On a separate thread, Danielo asks whether the NLT is perhaps too dramatic in the way it translates the last phrase of this verse:
“I will praise the LORD as long as I live;
I will sing praises to my God even with my dying breath.”
He points out that some other translations translate the last phrase “as long as I live.” The challenge for the translator, of course, is to convey in English (or any receptor language) the correct meaning and the full impact of the original text.

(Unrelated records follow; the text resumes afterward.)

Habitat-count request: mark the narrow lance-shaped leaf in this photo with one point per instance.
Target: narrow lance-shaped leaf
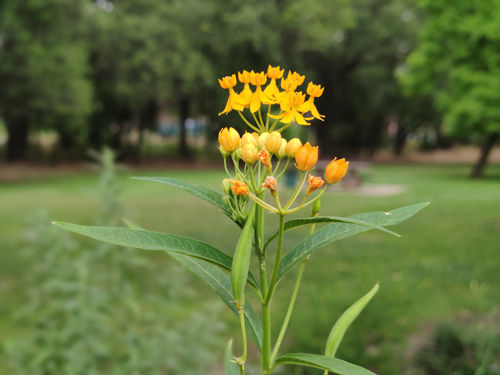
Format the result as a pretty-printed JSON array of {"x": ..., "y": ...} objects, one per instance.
[
  {"x": 342, "y": 324},
  {"x": 337, "y": 231},
  {"x": 290, "y": 224},
  {"x": 335, "y": 365},
  {"x": 218, "y": 280},
  {"x": 230, "y": 366},
  {"x": 149, "y": 240},
  {"x": 241, "y": 260},
  {"x": 199, "y": 191}
]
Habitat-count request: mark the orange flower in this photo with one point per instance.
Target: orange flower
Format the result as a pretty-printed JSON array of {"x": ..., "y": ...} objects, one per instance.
[
  {"x": 257, "y": 79},
  {"x": 306, "y": 157},
  {"x": 249, "y": 153},
  {"x": 336, "y": 170},
  {"x": 229, "y": 139},
  {"x": 239, "y": 188},
  {"x": 270, "y": 183},
  {"x": 234, "y": 101},
  {"x": 273, "y": 142},
  {"x": 264, "y": 158},
  {"x": 246, "y": 94},
  {"x": 314, "y": 184},
  {"x": 314, "y": 91},
  {"x": 271, "y": 91},
  {"x": 292, "y": 146},
  {"x": 292, "y": 81},
  {"x": 291, "y": 105}
]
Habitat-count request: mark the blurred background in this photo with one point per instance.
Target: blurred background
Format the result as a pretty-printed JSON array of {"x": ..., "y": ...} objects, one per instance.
[{"x": 93, "y": 92}]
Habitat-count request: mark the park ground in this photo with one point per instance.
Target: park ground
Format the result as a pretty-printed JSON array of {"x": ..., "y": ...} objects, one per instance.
[{"x": 444, "y": 268}]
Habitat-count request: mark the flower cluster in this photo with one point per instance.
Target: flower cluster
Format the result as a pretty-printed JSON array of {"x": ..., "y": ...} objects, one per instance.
[
  {"x": 261, "y": 157},
  {"x": 266, "y": 156},
  {"x": 293, "y": 105}
]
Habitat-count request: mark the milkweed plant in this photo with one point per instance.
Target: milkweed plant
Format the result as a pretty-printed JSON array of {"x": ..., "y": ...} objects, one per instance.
[{"x": 254, "y": 163}]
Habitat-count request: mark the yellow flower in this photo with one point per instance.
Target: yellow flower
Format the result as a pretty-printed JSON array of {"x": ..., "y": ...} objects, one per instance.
[
  {"x": 336, "y": 170},
  {"x": 306, "y": 157},
  {"x": 290, "y": 105},
  {"x": 248, "y": 138},
  {"x": 270, "y": 183},
  {"x": 292, "y": 146},
  {"x": 262, "y": 139},
  {"x": 314, "y": 91},
  {"x": 257, "y": 79},
  {"x": 234, "y": 101},
  {"x": 292, "y": 81},
  {"x": 229, "y": 139},
  {"x": 273, "y": 142},
  {"x": 271, "y": 91},
  {"x": 239, "y": 188},
  {"x": 314, "y": 184},
  {"x": 264, "y": 158},
  {"x": 246, "y": 94},
  {"x": 249, "y": 153}
]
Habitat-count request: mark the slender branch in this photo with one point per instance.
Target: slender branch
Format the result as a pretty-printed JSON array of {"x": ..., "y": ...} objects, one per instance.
[
  {"x": 297, "y": 190},
  {"x": 289, "y": 311},
  {"x": 274, "y": 276}
]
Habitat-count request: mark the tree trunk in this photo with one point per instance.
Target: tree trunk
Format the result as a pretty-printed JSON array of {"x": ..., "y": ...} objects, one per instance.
[
  {"x": 183, "y": 116},
  {"x": 477, "y": 170},
  {"x": 399, "y": 140},
  {"x": 17, "y": 141}
]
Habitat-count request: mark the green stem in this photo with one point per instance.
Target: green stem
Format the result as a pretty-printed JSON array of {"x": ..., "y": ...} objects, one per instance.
[
  {"x": 266, "y": 338},
  {"x": 289, "y": 311},
  {"x": 274, "y": 277},
  {"x": 244, "y": 339},
  {"x": 247, "y": 122},
  {"x": 297, "y": 190}
]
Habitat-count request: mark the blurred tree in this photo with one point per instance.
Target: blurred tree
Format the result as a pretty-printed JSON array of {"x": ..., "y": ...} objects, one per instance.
[
  {"x": 458, "y": 62},
  {"x": 358, "y": 69},
  {"x": 42, "y": 70}
]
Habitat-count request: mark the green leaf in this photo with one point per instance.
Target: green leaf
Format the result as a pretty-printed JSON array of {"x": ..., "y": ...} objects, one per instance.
[
  {"x": 220, "y": 282},
  {"x": 335, "y": 365},
  {"x": 241, "y": 259},
  {"x": 230, "y": 367},
  {"x": 345, "y": 320},
  {"x": 328, "y": 219},
  {"x": 202, "y": 192},
  {"x": 148, "y": 240},
  {"x": 337, "y": 231}
]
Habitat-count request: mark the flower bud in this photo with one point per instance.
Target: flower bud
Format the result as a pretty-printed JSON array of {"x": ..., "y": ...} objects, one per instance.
[
  {"x": 306, "y": 157},
  {"x": 316, "y": 207},
  {"x": 336, "y": 170},
  {"x": 239, "y": 188},
  {"x": 282, "y": 152},
  {"x": 237, "y": 154},
  {"x": 262, "y": 139},
  {"x": 249, "y": 153},
  {"x": 248, "y": 138},
  {"x": 273, "y": 142},
  {"x": 226, "y": 185},
  {"x": 264, "y": 158},
  {"x": 229, "y": 139},
  {"x": 292, "y": 146},
  {"x": 270, "y": 183},
  {"x": 223, "y": 153},
  {"x": 256, "y": 136},
  {"x": 314, "y": 184}
]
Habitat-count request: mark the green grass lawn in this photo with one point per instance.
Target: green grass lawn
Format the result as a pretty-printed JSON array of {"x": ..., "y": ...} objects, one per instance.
[{"x": 446, "y": 264}]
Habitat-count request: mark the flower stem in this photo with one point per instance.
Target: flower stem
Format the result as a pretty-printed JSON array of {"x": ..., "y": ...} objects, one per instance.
[
  {"x": 289, "y": 311},
  {"x": 272, "y": 283}
]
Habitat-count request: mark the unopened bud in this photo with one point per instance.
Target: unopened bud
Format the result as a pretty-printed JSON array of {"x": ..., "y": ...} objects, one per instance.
[{"x": 282, "y": 152}]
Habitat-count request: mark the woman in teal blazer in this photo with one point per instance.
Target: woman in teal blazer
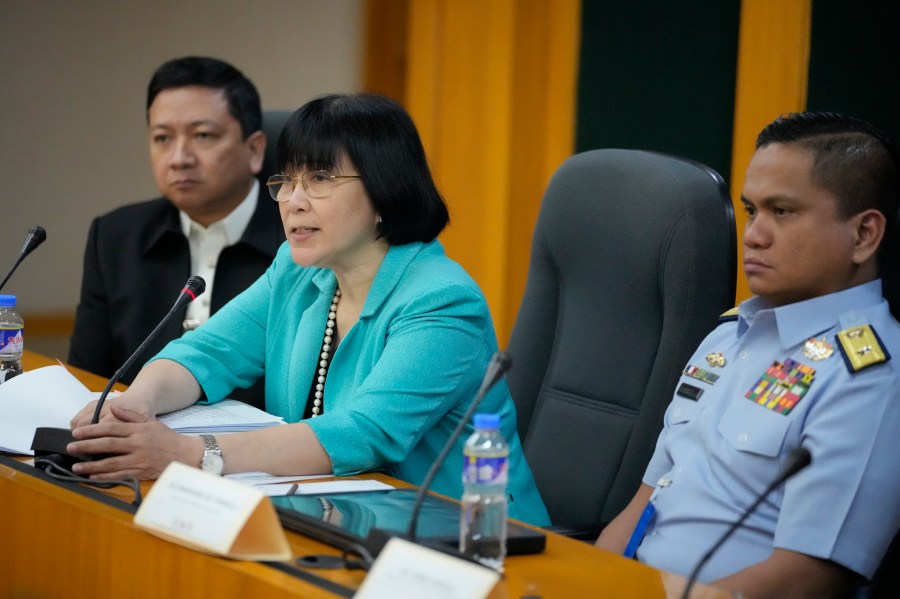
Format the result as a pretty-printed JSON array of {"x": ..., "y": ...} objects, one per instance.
[{"x": 372, "y": 341}]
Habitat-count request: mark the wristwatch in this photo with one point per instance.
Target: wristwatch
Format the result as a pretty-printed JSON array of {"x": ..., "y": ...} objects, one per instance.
[{"x": 212, "y": 460}]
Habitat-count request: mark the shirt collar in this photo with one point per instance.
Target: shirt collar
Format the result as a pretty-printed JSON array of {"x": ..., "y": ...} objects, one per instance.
[
  {"x": 802, "y": 320},
  {"x": 389, "y": 274},
  {"x": 236, "y": 221}
]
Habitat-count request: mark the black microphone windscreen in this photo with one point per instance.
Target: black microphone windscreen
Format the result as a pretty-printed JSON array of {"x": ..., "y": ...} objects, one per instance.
[{"x": 35, "y": 237}]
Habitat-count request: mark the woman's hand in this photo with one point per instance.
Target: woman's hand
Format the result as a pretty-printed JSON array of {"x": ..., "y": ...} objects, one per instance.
[
  {"x": 140, "y": 445},
  {"x": 86, "y": 414}
]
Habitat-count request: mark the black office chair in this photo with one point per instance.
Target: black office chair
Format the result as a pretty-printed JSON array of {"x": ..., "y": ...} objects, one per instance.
[
  {"x": 273, "y": 123},
  {"x": 886, "y": 583},
  {"x": 632, "y": 261}
]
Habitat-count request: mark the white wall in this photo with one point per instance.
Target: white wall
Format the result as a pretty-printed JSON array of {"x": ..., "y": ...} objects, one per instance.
[{"x": 73, "y": 80}]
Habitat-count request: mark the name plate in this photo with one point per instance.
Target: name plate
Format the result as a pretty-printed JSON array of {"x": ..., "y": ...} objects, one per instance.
[
  {"x": 404, "y": 570},
  {"x": 212, "y": 514}
]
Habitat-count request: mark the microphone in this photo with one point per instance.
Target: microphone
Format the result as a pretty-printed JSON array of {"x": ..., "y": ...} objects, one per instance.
[
  {"x": 798, "y": 459},
  {"x": 35, "y": 237},
  {"x": 50, "y": 441}
]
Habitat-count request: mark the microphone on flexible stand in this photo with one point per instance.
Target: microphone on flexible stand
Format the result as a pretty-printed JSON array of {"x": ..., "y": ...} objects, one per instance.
[
  {"x": 35, "y": 237},
  {"x": 798, "y": 459},
  {"x": 498, "y": 366},
  {"x": 50, "y": 441}
]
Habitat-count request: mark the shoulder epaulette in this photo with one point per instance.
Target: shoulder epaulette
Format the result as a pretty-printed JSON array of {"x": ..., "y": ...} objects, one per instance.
[
  {"x": 861, "y": 347},
  {"x": 728, "y": 316}
]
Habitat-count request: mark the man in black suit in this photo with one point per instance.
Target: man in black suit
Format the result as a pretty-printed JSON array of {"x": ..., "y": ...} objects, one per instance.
[{"x": 214, "y": 219}]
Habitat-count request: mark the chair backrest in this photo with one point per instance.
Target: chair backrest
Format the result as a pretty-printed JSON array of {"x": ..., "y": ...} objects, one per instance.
[
  {"x": 273, "y": 123},
  {"x": 632, "y": 261},
  {"x": 887, "y": 581}
]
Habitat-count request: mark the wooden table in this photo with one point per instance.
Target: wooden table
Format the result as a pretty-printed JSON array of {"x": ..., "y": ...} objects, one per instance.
[{"x": 60, "y": 540}]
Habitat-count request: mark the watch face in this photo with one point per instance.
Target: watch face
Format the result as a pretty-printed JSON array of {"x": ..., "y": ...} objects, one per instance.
[{"x": 212, "y": 463}]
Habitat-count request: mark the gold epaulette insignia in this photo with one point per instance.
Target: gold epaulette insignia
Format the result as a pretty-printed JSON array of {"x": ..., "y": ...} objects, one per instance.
[
  {"x": 861, "y": 347},
  {"x": 729, "y": 316}
]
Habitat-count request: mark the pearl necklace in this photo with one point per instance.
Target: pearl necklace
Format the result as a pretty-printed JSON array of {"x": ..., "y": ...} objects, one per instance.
[{"x": 326, "y": 352}]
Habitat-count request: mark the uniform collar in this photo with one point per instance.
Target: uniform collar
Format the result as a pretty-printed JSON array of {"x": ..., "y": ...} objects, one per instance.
[{"x": 799, "y": 321}]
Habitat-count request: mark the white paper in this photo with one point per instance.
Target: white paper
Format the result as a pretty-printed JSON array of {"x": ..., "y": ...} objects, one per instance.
[
  {"x": 228, "y": 415},
  {"x": 407, "y": 571},
  {"x": 51, "y": 396},
  {"x": 324, "y": 488},
  {"x": 48, "y": 396}
]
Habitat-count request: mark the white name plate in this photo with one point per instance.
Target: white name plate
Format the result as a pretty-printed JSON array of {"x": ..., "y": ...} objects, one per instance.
[
  {"x": 404, "y": 570},
  {"x": 212, "y": 514}
]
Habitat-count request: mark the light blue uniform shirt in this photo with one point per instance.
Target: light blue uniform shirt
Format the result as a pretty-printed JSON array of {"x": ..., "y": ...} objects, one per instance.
[
  {"x": 398, "y": 383},
  {"x": 716, "y": 454}
]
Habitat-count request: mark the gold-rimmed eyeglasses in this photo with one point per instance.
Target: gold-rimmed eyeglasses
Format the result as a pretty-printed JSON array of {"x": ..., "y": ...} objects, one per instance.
[{"x": 316, "y": 184}]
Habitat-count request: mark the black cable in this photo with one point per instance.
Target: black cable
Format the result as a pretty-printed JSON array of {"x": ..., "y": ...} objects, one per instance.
[{"x": 57, "y": 472}]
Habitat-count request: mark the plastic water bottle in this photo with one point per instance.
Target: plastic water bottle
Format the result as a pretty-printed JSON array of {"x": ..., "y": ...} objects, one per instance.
[
  {"x": 482, "y": 529},
  {"x": 11, "y": 338}
]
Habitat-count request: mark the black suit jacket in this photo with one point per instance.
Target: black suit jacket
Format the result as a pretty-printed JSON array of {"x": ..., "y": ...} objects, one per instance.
[{"x": 136, "y": 262}]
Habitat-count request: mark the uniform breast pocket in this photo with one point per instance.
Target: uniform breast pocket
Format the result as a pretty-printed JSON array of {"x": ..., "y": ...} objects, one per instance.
[
  {"x": 751, "y": 428},
  {"x": 681, "y": 411}
]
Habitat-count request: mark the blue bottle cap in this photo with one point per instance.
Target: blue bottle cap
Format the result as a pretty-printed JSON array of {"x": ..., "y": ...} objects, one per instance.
[{"x": 487, "y": 421}]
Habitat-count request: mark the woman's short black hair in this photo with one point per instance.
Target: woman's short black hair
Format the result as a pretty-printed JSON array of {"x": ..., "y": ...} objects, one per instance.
[{"x": 380, "y": 139}]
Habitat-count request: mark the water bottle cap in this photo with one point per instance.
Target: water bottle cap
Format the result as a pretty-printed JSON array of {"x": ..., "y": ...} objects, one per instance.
[{"x": 487, "y": 421}]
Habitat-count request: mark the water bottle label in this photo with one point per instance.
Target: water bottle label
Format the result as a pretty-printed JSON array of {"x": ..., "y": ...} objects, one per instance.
[
  {"x": 11, "y": 341},
  {"x": 485, "y": 470}
]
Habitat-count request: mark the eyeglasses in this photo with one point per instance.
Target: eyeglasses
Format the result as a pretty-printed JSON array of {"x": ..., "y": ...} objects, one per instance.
[{"x": 316, "y": 184}]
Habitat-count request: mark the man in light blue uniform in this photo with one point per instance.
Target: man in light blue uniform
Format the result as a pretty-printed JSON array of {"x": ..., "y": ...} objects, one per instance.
[{"x": 804, "y": 363}]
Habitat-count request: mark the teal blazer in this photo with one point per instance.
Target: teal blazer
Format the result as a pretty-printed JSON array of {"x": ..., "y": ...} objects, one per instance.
[{"x": 398, "y": 383}]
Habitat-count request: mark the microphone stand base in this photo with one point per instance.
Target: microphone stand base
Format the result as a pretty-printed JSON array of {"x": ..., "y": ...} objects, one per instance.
[{"x": 50, "y": 443}]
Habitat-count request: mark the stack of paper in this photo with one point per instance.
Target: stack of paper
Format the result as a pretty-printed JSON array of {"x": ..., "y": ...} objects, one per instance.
[
  {"x": 227, "y": 416},
  {"x": 51, "y": 396}
]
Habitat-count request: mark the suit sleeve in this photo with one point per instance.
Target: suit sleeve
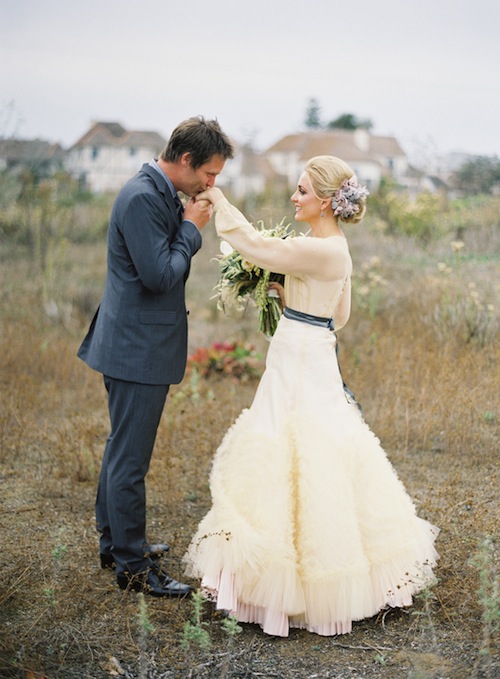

In this verse the psalmist presents a couplet that communicates essentially the same message in each of the two lines. The Hebrew text has two expressions to communicate the concept of “all my life,” so the translator must also find two expressions to communicate the concept of “all my life.” The NLT uses “as long as I live” in the first line–as do RSV, NRSV, NET Bible, and ESV. So a different phrase is needed for the second line. Look at the variety in translations:
KJV: while I have my being
ASV: while I have any being
NRSV: all my life long
NIV: as long as I live
NET: as long as I exist
NLT: even with my dying breath
The Hebrew idiom doesn’t literally translate into English as “even with my dying breath,” but neither is it literally “as long as I live” or “while I have my being.” All of the translations are striving to communicate the sense of the idiom, which might be translated literally “with as long as.” The psalmist is expressing the absolute limit of his praise for God. So various translations use various expressions to communicate that same sense of the ultimate.
Back to Danielo’s question: Is the NLT being too dramatic? I don’t think so, since it strives to communicate in English that same sense that “I will praise my God with everything I’ve got for as long as I’ve got anything in me.”